During an interview with the MDS coordinator (MDSC) on 6/13/24 at 10:30 a.m., the MDSC reviewed Patient 1's MDS section GG, and she confirmed Patient 1 was dependent, required helpers (staff) to do all of the effort, the patient did none of the effort to complete the activities. Patient 1 required the assistance of 2 or more helpers(staff) to complete the activities of bed mobility, transfer, and toileting.
During an interview with the Activity Director (AD) on 6/13/24 at 2:42 p.m., the AD confirmed the concerned activity staff C (ASC) who brought Patient 1 back to her room no longer work in the facility. The AD stated the activity staff should not leave patients alone in their room without notifying nursing staff.
During a phone interview with Registered Nurse (RN) A on 6/13/24 at 3:04 p.m., RN A recalled Patient 1 falling inside her room on 2/19/2024 around noon time. RN A stated the AS C brought Patient 1 back to her room without notifying the nursing staff. RN A confirmed that Patient 1's MDS and ADL care plan indicated Patient 1 needed helpers to help with the transfer.
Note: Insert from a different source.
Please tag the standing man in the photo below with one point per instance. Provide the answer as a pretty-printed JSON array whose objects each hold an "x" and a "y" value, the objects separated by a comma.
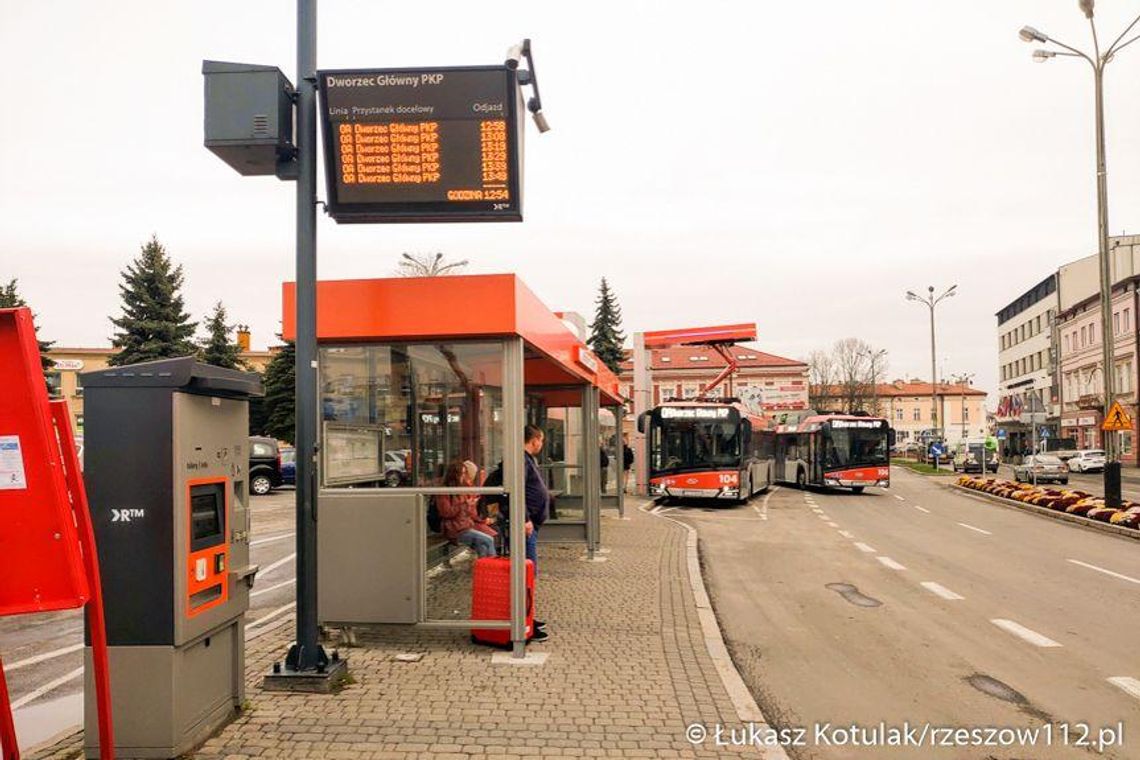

RN A further stated Patient 1 was at risk of falling and should not have been left alone in her room. she also stated Patient 1 returned from the hospital on the same day (2/19/2024) with 18 stitches on her forehead.
During a phone interview with CNA B on 6/13/24 at 3:57 p.m., CNA B confirmed she was the assigned CNA for Patient 1 on 2/19/2024. CNA B confirmed that Patient 1 cannot transfer by herself and required staff help during wheelchair-to-bed transfer. CNA B stated AS C brought Patient 1 back to her room without informing her. When CNA B came to Patient 1' room to answer the call light, Patient 1 already fell on the floor. CNA B further stated that the AS C should not have left Patient 1 alone in her room.
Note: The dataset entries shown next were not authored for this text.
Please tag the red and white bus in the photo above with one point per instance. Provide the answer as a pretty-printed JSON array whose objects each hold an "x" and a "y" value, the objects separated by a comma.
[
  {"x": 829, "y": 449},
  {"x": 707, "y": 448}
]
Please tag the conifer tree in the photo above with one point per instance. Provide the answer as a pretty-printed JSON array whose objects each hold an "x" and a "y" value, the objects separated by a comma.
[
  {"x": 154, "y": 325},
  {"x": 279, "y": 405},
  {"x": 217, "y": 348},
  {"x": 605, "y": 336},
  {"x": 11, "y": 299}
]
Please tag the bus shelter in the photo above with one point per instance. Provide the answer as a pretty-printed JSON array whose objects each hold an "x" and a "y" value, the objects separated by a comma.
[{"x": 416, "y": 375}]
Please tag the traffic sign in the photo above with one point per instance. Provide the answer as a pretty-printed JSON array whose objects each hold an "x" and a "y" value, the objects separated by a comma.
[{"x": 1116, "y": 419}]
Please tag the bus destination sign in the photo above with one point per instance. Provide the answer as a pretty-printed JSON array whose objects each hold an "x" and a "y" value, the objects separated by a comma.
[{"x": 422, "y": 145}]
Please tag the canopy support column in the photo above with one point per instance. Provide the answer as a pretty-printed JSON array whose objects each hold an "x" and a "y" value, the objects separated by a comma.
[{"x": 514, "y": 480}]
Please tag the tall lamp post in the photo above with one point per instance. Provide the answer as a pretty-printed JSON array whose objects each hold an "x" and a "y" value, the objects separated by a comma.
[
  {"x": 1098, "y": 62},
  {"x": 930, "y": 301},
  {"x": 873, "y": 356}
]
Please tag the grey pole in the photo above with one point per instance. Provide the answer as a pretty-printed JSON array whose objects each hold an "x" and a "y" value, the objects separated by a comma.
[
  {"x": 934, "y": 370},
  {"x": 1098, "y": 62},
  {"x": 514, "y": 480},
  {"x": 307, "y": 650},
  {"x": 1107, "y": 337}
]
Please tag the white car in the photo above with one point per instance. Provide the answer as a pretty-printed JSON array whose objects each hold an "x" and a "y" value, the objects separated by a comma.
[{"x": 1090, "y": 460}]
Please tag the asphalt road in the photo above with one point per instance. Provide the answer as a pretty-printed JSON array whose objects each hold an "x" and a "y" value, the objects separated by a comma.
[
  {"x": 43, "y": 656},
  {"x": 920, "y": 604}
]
During an interview with the Director of Nursing (DON) on 6/13/24 at 4:11 p.m., the DON reviewed Patient 1's MDS and ADL care plan. The DON confirmed that Patient 1 was a high risk for falling and needed help with the wheelchair to bed transfer. The DON stated that the AS C should have stayed with Patient 1 and notified the CNAs and/or nurses that Patient 1 was back in her room.
A Review of the facility's undated policy and procedure (P&P) titled "Falls and Fall risk, Managing," the P&P indicated, "...several possible interventions may be identified considering resident fall risks, and the staff may prioritize certain interventions based on the circumstances..."
In violation of the above cited standards, the facility failed to ensure that each patient receives adequate supervision and assistance to prevent accidents, including but not limited to: the facility failed to ensure supervision was provided to Patient 1 who was assessed to be high risk for falls, totally dependent on staff for transferring, when Patient 1 was left sitting in her wheelchair in her room and fell on the floor without staff watching and/or supervising her on 2/19/2024. This failure resulted in Patient 1 falling on the floor and sustaining a laceration (a deep cut or tear in skin) on her forehead that required hospital transfer on 2/19/2024 where she had 18 stitches (a way doctors can close certain types of cuts).
The violations had a direct or immediate relationship to the health, safety or security of patients or residents.